Suzane estreou em 2014 como piloto de motovelocidade, competindo na categoria Master da Copa Honda CBR 500R. Após dois títulos, a pilota, que é a atual vice-líder em sua categoria na SuperBike Brasil, enfatizou que falta mais divulgação para a entrada de mulheres no motociclismo. "Falta mais divulgação, chamar as mulheres para a pista. Elas ainda sofrem com o preconceito, acham que é coisa de homem, que é perigoso. Mas correr na pista é muito mais seguro do que andar na rua ou na estrada. Elas precisam vir, conhecer. Tenho certeza que vão gostar", finalizou.
Contudo, Suzane precisou enfrentar o preconceito por ser mulher em um mundo cercado por homens. "O preconceito existe e é muito grande, não só nas pistas como em todo lugar. Quando uma mulher passa por um homem andando na rua, ele acelera o passo para não ficar atrás. Quando estive na F3 e na Indy-Light, com pilotos mais maduros, a relação era bem tranquila. Mas em outras categorias, principalmente onde os pilotos andam mais por hobby, o preconceito é forte. Houve casos em que donos de equipes de kart mandavam trocar meu motor quando eu estava andando forte demais. Era algo escancarado", finalizou.
INSTRUTORA Uma das pioneiras das pistas no país, Suzane também é instrutora de pilotos (motos e carros) e também de direção de defensiva. Em 2003, ela montou o Centro de Treinamento de Pilotos Suzane Carvalho. "Eu sempre gostei de compartilhar conhecimentos e ensinar outras pessoas. Desde os tempos de automobilismo eu compartilhava informações do carro, do chassi, até mesmo com meus adversários, não via problema algum nisso. E, hoje, a situação no trânsito é uma catástrofe. Os motoristas e motociclistas querem passar todo mundo, não param nos semáforos e na maioria dos casos não entendem nada do carro ou da moto. Falta conhecimento para andar com mais segurança e evitar acidentes", declarou.

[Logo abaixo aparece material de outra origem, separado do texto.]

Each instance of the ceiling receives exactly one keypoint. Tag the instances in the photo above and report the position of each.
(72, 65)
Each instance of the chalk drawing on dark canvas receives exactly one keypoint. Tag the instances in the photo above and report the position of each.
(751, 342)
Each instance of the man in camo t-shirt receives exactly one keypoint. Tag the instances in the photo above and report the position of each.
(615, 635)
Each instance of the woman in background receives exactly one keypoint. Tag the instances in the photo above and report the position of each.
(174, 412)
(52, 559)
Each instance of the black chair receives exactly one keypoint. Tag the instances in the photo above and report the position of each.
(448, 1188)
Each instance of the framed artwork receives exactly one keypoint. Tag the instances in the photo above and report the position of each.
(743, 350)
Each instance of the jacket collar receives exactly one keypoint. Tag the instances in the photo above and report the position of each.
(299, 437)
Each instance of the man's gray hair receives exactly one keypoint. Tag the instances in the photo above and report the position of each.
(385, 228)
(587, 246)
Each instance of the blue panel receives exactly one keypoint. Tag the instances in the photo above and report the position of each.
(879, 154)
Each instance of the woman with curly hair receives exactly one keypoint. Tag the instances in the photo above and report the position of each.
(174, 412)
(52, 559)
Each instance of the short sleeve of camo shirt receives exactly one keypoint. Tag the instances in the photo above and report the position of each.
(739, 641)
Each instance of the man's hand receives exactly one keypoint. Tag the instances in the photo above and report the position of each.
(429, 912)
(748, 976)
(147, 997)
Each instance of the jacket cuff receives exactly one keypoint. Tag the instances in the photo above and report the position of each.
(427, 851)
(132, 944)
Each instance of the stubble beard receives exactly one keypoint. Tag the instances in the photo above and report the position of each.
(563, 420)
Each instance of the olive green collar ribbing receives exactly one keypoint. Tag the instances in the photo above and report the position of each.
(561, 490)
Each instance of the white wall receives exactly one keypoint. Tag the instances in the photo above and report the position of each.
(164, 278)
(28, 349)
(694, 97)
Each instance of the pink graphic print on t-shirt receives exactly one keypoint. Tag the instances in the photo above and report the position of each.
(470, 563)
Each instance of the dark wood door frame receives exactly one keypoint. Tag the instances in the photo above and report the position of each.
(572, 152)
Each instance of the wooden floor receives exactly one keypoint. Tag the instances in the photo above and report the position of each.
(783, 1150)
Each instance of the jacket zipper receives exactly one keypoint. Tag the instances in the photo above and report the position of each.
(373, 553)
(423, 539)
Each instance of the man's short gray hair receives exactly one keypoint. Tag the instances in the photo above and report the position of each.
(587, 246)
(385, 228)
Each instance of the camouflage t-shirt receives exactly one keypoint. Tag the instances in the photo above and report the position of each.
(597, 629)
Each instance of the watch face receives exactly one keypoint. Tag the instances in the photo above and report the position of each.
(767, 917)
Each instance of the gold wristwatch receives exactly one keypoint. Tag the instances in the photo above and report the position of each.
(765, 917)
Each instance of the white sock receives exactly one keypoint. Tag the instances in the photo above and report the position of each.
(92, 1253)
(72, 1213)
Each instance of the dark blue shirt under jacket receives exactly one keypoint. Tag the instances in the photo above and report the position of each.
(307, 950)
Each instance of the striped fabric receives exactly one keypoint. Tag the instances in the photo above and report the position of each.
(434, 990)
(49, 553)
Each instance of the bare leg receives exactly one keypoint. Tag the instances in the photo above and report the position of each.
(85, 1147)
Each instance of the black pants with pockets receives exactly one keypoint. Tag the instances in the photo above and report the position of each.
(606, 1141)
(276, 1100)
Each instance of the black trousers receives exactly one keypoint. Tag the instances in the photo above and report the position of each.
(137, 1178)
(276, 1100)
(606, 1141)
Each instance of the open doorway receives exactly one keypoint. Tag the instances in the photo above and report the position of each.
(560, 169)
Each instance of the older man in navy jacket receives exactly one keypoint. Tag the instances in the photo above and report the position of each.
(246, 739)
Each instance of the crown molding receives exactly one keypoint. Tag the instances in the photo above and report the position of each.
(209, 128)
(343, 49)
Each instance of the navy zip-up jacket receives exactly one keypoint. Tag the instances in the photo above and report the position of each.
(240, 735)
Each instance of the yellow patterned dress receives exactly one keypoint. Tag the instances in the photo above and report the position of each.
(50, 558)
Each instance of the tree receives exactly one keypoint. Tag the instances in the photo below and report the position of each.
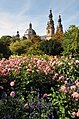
(51, 47)
(71, 41)
(20, 47)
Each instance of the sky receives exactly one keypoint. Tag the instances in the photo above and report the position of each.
(15, 15)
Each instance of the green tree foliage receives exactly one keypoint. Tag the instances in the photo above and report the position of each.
(51, 47)
(20, 47)
(4, 46)
(29, 46)
(71, 41)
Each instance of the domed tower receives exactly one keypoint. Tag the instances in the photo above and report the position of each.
(59, 26)
(29, 32)
(50, 26)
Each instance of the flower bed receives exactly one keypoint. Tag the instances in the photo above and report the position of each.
(39, 88)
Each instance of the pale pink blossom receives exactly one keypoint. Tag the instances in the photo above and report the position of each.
(12, 83)
(1, 87)
(63, 88)
(78, 114)
(45, 95)
(77, 84)
(12, 94)
(73, 87)
(65, 82)
(74, 114)
(75, 95)
(60, 78)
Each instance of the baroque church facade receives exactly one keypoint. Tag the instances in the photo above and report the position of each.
(50, 29)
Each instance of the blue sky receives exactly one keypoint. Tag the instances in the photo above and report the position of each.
(17, 14)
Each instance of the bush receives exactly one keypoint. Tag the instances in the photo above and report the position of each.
(39, 88)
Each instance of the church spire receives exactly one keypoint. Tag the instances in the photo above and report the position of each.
(50, 26)
(30, 25)
(59, 26)
(50, 15)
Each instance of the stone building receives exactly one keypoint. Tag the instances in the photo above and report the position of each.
(59, 26)
(29, 32)
(50, 29)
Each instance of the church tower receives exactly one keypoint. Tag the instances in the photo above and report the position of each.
(59, 26)
(50, 26)
(29, 32)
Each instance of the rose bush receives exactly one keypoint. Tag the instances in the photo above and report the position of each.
(50, 82)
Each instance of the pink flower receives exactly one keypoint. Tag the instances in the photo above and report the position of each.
(1, 87)
(77, 84)
(65, 82)
(73, 87)
(63, 88)
(78, 114)
(60, 78)
(75, 95)
(12, 83)
(74, 114)
(45, 95)
(12, 94)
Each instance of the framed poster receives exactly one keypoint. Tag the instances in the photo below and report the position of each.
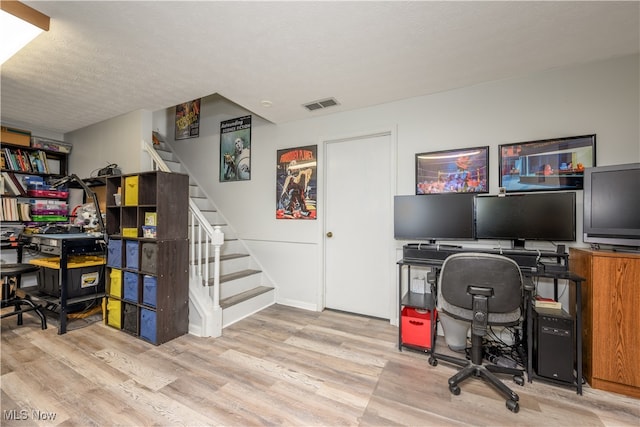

Questionada sobre as atuais leis de trânsito, Suzane salientou que multas e perca de pontos na Carteira Nacional de Habilitação (CNH) não conscientizam os motoristas. "As multas só mudam a cabeça de um número pequeno de pessoas. Além disso, muita gente dirige já sabendo onde estão os radares, usam até aplicativos, reduzem a velocidade e depois voltam a acelerar. As pessoas precisam ter consciência do que é andar em vias públicas, saber compartilhar os espaços públicos", argumentou.
"As pessoas precisam aprender a se respeitar no trânsito. E isso é coisa difícil de encontrar no brasileiro, o respeito. E treinar. Hoje, um motorista tira a carteira sem passar uma marcha, sem conhecer o carro. É preciso mudar a maneira como tirar a habilitação. Eu vou participar em breve de uma audiência pública sobre isso. A preparação precisa ser mais completa e eficiente. Assim, teremos melhores motoristas e motociclistas nas ruas, e com isso o risco de acidentes será bem menor", encerrou.
SUPERBIKE BRASIL Nesta quinta-feira (24), serão realizados treinos extras não cronometrados. Na sexta-feira (25), haverá os treinos livres cronometrados. No sábado (26), terá a formação dos grids de largada com a realização dos treinos classificatórios. Por fim, no domingo (27), acontecerá as provas da Honda Junior Cup, seguida pela Copa Honda CBR 500R, Yamaha R3 Cup, SuperBike (Categoria Principal), SuperSport, SuperBike Light, Categoria Escola 600cc e 1000cc, e Copa Kawasaki Ninja 300. Todos os dias as atividades de pista iniciam entre 7h e 8h da manhã, e terminam entre 17h30 e 18h.